The only MP to publicly declare his intention to run is Mackillop maverick Nick McBride, who appears unlikely to garner broad support across the party-room.
One source told InDaily: “There’s broad consensus that everybody’s going to rally behind who the party-room decides, so that’s a promising situation.”
One-time frontbencher and former Government whip Adrian Pederick, who survived a strong swing against him in his Hammond stronghold, indicated he would be happy to return to the Liberal frontbench.
“I’m certainly always prepared to do more for my community, but we’ll see what happens in discussions,” he said.
“I always keen to do a bit more, and I’ll have those discussions with my colleagues [but] I’ll be privileged to take on whatever capacity a new leader feels appropriate, for not just the party but the community.”

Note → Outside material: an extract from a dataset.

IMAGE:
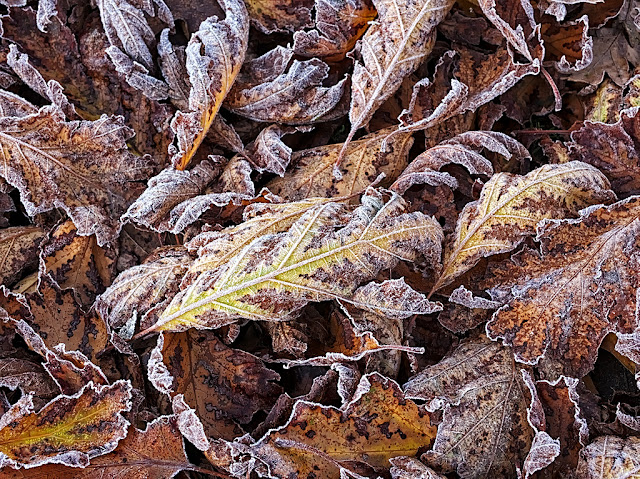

Asked about the causes of the defeat, he said: “What I will say is that the people have spoken and I respect democracy, absolutely.”
“We did a lot of good things for the state – $18 billion in infrastructure, investments in health, education, roads and across the board,” he said.
“My personal opinion is I think people were COVID-tired and perhaps we didn’t sell we’d done as well as we could and perhaps didn’t sell our vision as well as we could have.”
There have been calls for the party’s state president Legh Davis to fall on his sword, but he is yet to do so – with his role up for re-election later this year in any case.
The man he narrowly beat for the position in 2020, country doctor Max van Dissel, confirmed today he had been “sounded out about running again”, but said: “I’ll make that decision when that occurs.”